Nadraws concluded by underscoring his effort to “publicly and proudly demand that our elected representatives represent our interests, and fight against the cuts that are threatening our jobs, our livelihoods, [and] our health.”
Billy Mitchell, a Cognition & Neuroscience Ph.D candidate at Temple whose National Health Institutes grant was jeopardized when the Trump Administration targeted the federal program, later warned that cuts to public research threaten progress on critical issues that impact broader communities.
“We're not just losing researchers. We're losing the people who are going to cure cancers, are going to solve dementia, are going to ease the suffering that touches every family,” Mitchell said. “We must protect public funding for that research. We need to protect the people doing that research, because science has never failed to yield dividends, and those dividends should not be controlled by a powerful few that are meant to benefit all of us.”
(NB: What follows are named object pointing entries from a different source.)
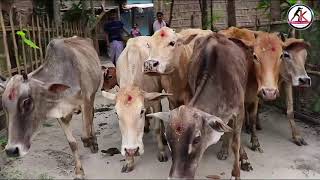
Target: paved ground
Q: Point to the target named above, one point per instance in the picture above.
(50, 155)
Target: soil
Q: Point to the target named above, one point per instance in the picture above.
(50, 155)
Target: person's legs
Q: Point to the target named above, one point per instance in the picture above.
(118, 50)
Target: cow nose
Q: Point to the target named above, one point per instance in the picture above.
(269, 93)
(132, 152)
(305, 81)
(13, 152)
(151, 65)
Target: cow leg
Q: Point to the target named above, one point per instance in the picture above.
(224, 152)
(254, 138)
(89, 138)
(245, 164)
(159, 131)
(65, 125)
(236, 149)
(296, 136)
(129, 165)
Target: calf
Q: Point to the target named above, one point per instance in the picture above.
(67, 80)
(217, 79)
(169, 57)
(133, 100)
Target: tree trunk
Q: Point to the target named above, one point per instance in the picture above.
(204, 13)
(171, 11)
(275, 11)
(231, 11)
(56, 12)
Several speakers also directly called on McCormick and other elected officials to take action.
“Programs like Medicaid and Medicare are the pathway to stable healthcare,” Lolita Owens, a home care worker and member of Service Employees International Union Healthcare Pennsylvania, said. “Washington's elite and their billionaire buddies are aiming to enact these drastic cuts to critical federal programs in order to extend tax breaks to their billionaire friends.”
Owens then urged the crowd to “tell Senator McCormick to kill the cuts.”
Other speakers emphasized the power of collective action, highlighting the strong sense of solidarity amongst the people gathered at the rally.
Bauder encouraged demonstrators to “stick together” and to “do what needs to be done to get those bozos out of office,” criticizing McCormick’s response to tariffs.
“It's important for us to gather like this, exercising our rights and making sure that our voices are heard,” Bauder said. “We care about each other, we care about people, we care about our community, we care about our rights. There's more of us than there are of them.”